Reese, over at Cocktail Hacker, has a post that I’m going to steal more of than I should, including the picture above, just because it is so cool. He does a small experiment about shaking versus stirring, and gives us the split image picture above, with a shaken Martini on the left and stirred on the right. Reese seems to start his experiment concerned mostly with the aesthetics of the result. I want you to read his post too, so I’ll leave that alone except to say that I actually find that I like my Martinis looking as if you could peer closely and see Kate Winslet and Leo DiCaprio clinging to a piece of flotsam amidst the ice flakes.
I’m more concerned about the bit of science Reese uncovers. His cocktail shaken for 30 seconds came out into the glass at 26 degrees. Stirred a like time, it poured at 46 degrees! When he stirred for 60 seconds, the temp managed to get down to 32. He also noticed, as you can see above, that there was a larger volume in the shaken cocktail, than in the 30 second stir. The 60 second stir almost had the volume of the shaken. Got all that? No? Too bad. I’m not going through that again. Pay attention.

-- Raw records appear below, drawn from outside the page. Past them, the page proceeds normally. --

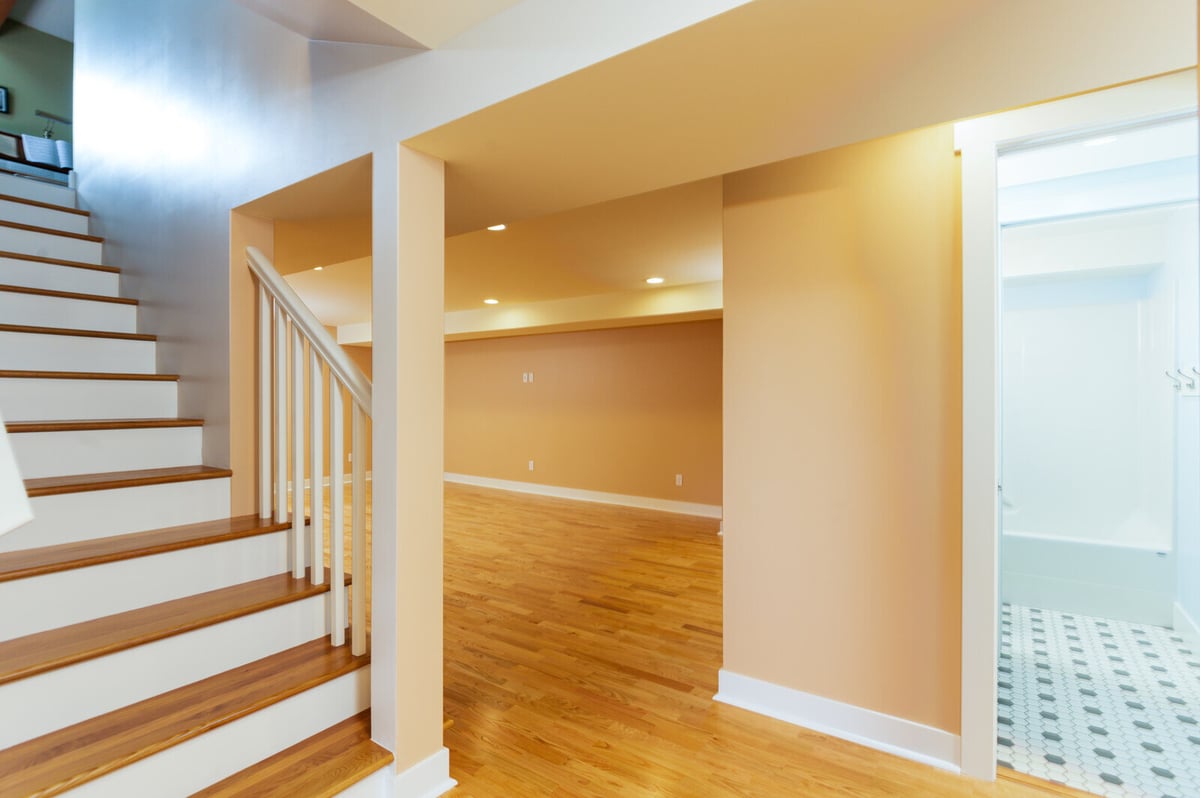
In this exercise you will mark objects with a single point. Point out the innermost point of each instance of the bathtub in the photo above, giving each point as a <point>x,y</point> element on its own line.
<point>1108,580</point>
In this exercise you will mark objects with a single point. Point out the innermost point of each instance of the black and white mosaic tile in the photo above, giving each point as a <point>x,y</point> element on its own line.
<point>1103,706</point>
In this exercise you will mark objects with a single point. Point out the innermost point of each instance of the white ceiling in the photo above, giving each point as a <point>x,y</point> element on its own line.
<point>53,17</point>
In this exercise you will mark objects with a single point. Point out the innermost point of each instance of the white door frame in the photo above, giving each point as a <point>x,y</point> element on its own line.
<point>981,141</point>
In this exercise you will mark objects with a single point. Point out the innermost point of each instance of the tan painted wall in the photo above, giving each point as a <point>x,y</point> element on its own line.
<point>843,425</point>
<point>616,411</point>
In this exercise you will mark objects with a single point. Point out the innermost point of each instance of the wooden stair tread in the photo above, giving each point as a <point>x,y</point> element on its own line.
<point>319,767</point>
<point>58,262</point>
<point>112,480</point>
<point>69,757</point>
<point>66,294</point>
<point>13,373</point>
<point>76,425</point>
<point>81,334</point>
<point>46,651</point>
<point>36,203</point>
<point>51,231</point>
<point>51,559</point>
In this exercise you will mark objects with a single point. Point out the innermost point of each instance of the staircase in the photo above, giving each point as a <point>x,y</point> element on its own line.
<point>150,645</point>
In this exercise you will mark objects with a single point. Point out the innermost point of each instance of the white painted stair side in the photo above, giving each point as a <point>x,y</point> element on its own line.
<point>42,216</point>
<point>37,190</point>
<point>69,517</point>
<point>35,310</point>
<point>67,695</point>
<point>91,451</point>
<point>51,276</point>
<point>37,399</point>
<point>47,352</point>
<point>48,245</point>
<point>220,753</point>
<point>51,600</point>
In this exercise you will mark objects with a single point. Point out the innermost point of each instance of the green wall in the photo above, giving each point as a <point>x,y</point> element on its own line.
<point>36,69</point>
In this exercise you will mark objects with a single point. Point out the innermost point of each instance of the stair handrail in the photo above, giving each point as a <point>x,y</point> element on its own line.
<point>351,376</point>
<point>294,353</point>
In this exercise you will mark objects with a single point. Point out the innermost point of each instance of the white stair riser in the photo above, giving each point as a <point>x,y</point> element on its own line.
<point>61,400</point>
<point>70,313</point>
<point>213,756</point>
<point>71,517</point>
<point>91,451</point>
<point>48,245</point>
<point>35,274</point>
<point>69,695</point>
<point>37,191</point>
<point>52,600</point>
<point>39,216</point>
<point>42,352</point>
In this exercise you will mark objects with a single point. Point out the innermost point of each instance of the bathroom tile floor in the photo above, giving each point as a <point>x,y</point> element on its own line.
<point>1104,706</point>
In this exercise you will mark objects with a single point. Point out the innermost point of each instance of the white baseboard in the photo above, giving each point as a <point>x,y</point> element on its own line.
<point>867,727</point>
<point>579,495</point>
<point>429,778</point>
<point>1186,625</point>
<point>346,480</point>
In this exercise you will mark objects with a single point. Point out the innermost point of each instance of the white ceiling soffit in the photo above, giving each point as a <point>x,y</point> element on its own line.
<point>413,24</point>
<point>331,21</point>
<point>53,17</point>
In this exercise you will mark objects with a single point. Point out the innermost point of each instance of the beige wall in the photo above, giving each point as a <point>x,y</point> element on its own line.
<point>617,411</point>
<point>843,425</point>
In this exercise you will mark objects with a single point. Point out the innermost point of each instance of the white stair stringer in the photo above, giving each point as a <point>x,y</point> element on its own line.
<point>41,216</point>
<point>47,244</point>
<point>220,753</point>
<point>48,399</point>
<point>55,276</point>
<point>51,352</point>
<point>52,600</point>
<point>67,695</point>
<point>71,313</point>
<point>70,517</point>
<point>37,190</point>
<point>89,451</point>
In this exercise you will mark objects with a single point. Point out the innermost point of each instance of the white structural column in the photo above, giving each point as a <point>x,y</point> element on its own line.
<point>317,466</point>
<point>358,532</point>
<point>264,403</point>
<point>298,541</point>
<point>407,461</point>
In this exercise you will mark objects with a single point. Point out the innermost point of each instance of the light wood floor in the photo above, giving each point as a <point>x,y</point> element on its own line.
<point>582,645</point>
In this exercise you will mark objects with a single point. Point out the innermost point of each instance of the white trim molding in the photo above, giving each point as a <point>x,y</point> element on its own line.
<point>875,730</point>
<point>1186,625</point>
<point>599,497</point>
<point>429,778</point>
<point>982,141</point>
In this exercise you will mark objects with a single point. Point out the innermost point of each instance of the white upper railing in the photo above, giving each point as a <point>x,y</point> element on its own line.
<point>295,353</point>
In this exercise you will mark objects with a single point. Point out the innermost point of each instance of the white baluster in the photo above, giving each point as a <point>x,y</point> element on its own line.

The scientific principal that matters here is that the colder you want your drink, the more diluted it has to be.
Why? Two years ago, Darcy O’Neil wrote a post that pointed out the science behind this. Here is the key fact: Almost all the chill you get from ice in a drink comes from the act of melting itself. A liquid is cooled when you put ice (or even very cold water) in it because the heat energy in the warm ingredients is bled off to raise the temperature of the ice. The cool thing about water is, it takes a fairly small amount of energy to warm up ice or water. But it takes a honking big amount to change ice into water. Here’s a cool graph that shows you it takes almost 80% as much heat to melt ice (which does not raise it’s temp at all) as it does to heat it from 32 degrees to the boiling point!
Why is shaking faster than stirring? Vigorous agitation cracks and slivers the ice, which increases it’s surface area. This makes the heat transfer go faster. It also leaves air bubbles and lots and lots of little needles of ice. These little slivers will go right through the strainer, clouding the drink, along with the bubbles. And these slivers won’t melt very quickly, despite their large surface to mass ratio, because your drink is now below their melting point! Incidentally, if you don’t drink your cocktail quickly (while it is
still laughing at you) these little slivers will melt, and retard the warming speed slightly.
But as the ice melts, it dilutes the drink as well. Some water is needed in most cocktails to make them taste right, but too much and you will have a bland or thin-tasting drink. This is ironic, because the colder the drink, the stronger we can take it, and in fact like it.
And here is where we move from the physics of ice to the sometimes amazing nexus of art and industrial engineering that is modern cocktail bartending.
First, the art. Do you shake or stir? How long? How hard? There aren’t really objective, scientific rules for any of this. You may have a preference so dogmatic and iron-clad that for you it is akin to the Third Law of Thermodynamics, but Pete down the bar there may have an equally strong preference the other way. Chances are, unless you are Gary Regan and want to spend a half-hour instructing an airport bartender how to make a Manhattan, your bartender will decide to shake or stir, and for how long. In this, he or she is an artist. There are many ways to arrive at a great drink with the same ingredients, and many more ways to end up with a crude paint by numbers sketch.
If the bartender is you, in your Basement Bar, you can take the time to be as loving and careful as you like, limited only by your thirst, and that of your guests. But in a crowded commercial establishment, the industrial engineering aspect comes into play. If you ask for a Plymouth Martini, stirred, how likely are you to get Reese’s 32 degree job in any bar, anywhere?
No, not even there.
A bartender who takes sixty seconds to lovingly, gently stir each Martini will be in the weeds so quickly, that his boss will need a DR Trimmer/Mower and/or a price hike to get him out.
So, if you find yourself served a cocktail that looks great, tastes great, is very cold, served quickly, and for an at least somewhat reasonable price, look hard at your bartender. He or she deserves a good reward for their skill and labor. And you need to remember them so you can come back again.